La Cour confirme ainsi l’application et la rédaction correctes des articles belges 3:45, § 2 et 3:55 de l’AR CSA en ce qui concerne les opérations appliquées dans des conditions normales de marché en exécution de la directive comptable européenne.

Enfin, comme le précise l’article 198, § 1er, 8° du CIR 92, il est à noter que « la partie prise en charge d'un escompte comptabilisé sur des immobilisations incorporelles ou corporelles non amortissables, ou financières, pour autant que le prix d'achat est inférieur à la valeur réelle majorée de l'escompte » n’est pas considéré comme un frais professionnel.

  • 1. Le présent avis a été élaboré après la publication pour consultation publique d’un projet d’avis le 3 août 2020 sur le site de la CNC.
  • 2. Arrêté royal du 29 avril 2019 portant exécution du Code des sociétés et des associations, MB, 30 avril 2019.
  • 3. Dans son avis CNC 137/4 du 1er septembre 1986 concernant les créances et dettes à plus d'un an non productives d'intérêts ou assorties d'un intérêt anormalement faible, la Commission s’est exprimée sur la méthode à utiliser pour le calcul de l'escompte ainsi que sur les écritures comptables à passer. La méthode à utiliser pour le calcul de l’escompte est celle de l’intérêt composé. L’escompte à porter en compte de régularisation est égal à la différence entre la valeur nominale de la créance (ou de la dette) et la valeur actuelle, calculée au taux du marché, des flux de trésorerie qui seront générés par cette créance (ou par cette dette).
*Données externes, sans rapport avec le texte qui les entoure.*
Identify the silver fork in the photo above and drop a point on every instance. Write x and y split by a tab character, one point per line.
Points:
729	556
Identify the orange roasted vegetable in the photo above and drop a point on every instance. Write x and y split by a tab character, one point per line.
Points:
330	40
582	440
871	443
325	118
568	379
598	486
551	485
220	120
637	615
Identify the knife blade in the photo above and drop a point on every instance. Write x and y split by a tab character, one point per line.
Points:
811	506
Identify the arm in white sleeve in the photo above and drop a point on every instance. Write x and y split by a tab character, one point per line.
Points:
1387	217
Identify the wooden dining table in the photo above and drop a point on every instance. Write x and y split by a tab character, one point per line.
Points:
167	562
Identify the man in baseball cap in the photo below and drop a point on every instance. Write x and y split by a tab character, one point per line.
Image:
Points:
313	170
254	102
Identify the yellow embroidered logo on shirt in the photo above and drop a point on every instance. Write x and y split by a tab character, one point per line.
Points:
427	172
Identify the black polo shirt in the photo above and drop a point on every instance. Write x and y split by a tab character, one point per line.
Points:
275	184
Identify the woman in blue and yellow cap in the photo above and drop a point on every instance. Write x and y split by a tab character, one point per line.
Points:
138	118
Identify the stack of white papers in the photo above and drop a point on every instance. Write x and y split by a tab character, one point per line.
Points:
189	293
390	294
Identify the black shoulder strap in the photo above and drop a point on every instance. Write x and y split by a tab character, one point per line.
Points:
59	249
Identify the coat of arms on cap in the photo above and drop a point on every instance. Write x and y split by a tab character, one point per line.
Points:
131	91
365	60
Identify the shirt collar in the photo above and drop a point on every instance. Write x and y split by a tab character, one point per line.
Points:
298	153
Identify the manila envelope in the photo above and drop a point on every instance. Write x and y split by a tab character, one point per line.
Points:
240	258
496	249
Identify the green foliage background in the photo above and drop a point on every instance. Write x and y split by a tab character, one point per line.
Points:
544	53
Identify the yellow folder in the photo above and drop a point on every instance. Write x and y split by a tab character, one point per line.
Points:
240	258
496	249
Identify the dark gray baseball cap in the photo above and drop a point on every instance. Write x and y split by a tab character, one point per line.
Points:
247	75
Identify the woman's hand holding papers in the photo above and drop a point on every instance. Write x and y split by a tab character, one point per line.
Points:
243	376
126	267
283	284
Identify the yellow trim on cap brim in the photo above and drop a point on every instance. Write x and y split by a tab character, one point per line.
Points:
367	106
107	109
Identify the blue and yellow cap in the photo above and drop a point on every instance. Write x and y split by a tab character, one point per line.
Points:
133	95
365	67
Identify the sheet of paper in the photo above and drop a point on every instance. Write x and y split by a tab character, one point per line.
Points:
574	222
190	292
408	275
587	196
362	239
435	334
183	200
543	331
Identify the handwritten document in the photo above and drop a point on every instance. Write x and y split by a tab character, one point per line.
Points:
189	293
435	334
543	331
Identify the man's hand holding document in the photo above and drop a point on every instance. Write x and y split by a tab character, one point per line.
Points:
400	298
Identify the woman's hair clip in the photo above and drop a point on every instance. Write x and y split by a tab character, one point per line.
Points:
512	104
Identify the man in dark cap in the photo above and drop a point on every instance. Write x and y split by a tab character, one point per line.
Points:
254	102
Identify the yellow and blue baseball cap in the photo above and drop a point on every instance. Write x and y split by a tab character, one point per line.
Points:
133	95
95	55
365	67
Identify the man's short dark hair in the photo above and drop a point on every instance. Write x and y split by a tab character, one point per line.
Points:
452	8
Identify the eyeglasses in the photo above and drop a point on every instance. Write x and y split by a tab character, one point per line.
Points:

Nous renvoyons à l’avis CNC 137/4 pour de plus larges développements.
  • 4. Article 3:45, § 2, AR CSA.
  • 5. 1/(1,06)^(28/12) = 0,8728769.
  • 6. Escompte au 31/12/20N0 : 100.000 EUR (valeur nominale) – 88.999,64 EUR (valeur actuelle, soit 100 000/1.06^2) = 11.000,36 EUR.
    Réduction de l’escompte de 12.712,31 EUR – 11.000,36 EUR = 1.711,96 EUR.
  • 7. Amortissement prorata temporis sur 10 ans : 87.287,69 EUR /10*(4/12) = 2.909,59 EUR.
  • 8. Escompte au 31/12/20N1 : 100.000 EUR (valeur nominale) – 94.339,62 EUR (valeur actuelle) = 5.660,38 EUR.
    Réduction de l’escompte de 11.000,36 EUR – 5.660,38 EUR = 5. 339,98 EUR.
  • 9. Amortissement prorata temporis sur 10 ans : 87.287,69 EUR /10 = 8.728,77 EUR.
  • 10. Réduction de l’escompte de 5.660,38 EUR.
  • 11. Amortissement prorata temporis sur 10 ans : 87.287,69 EUR /10 = 8.728,77 EUR.
  • 12. Avis CNC 137/8 du 23 décembre 1988 concernant la conversion d'une créance résultant de la livraison de biens et services en un prêt à plus d'un an non productif d'intérêt.
  • 13. Remplacé par l’article 67, AR C.Soc., lui-même remplacé par l’article 3:45, AR CSA.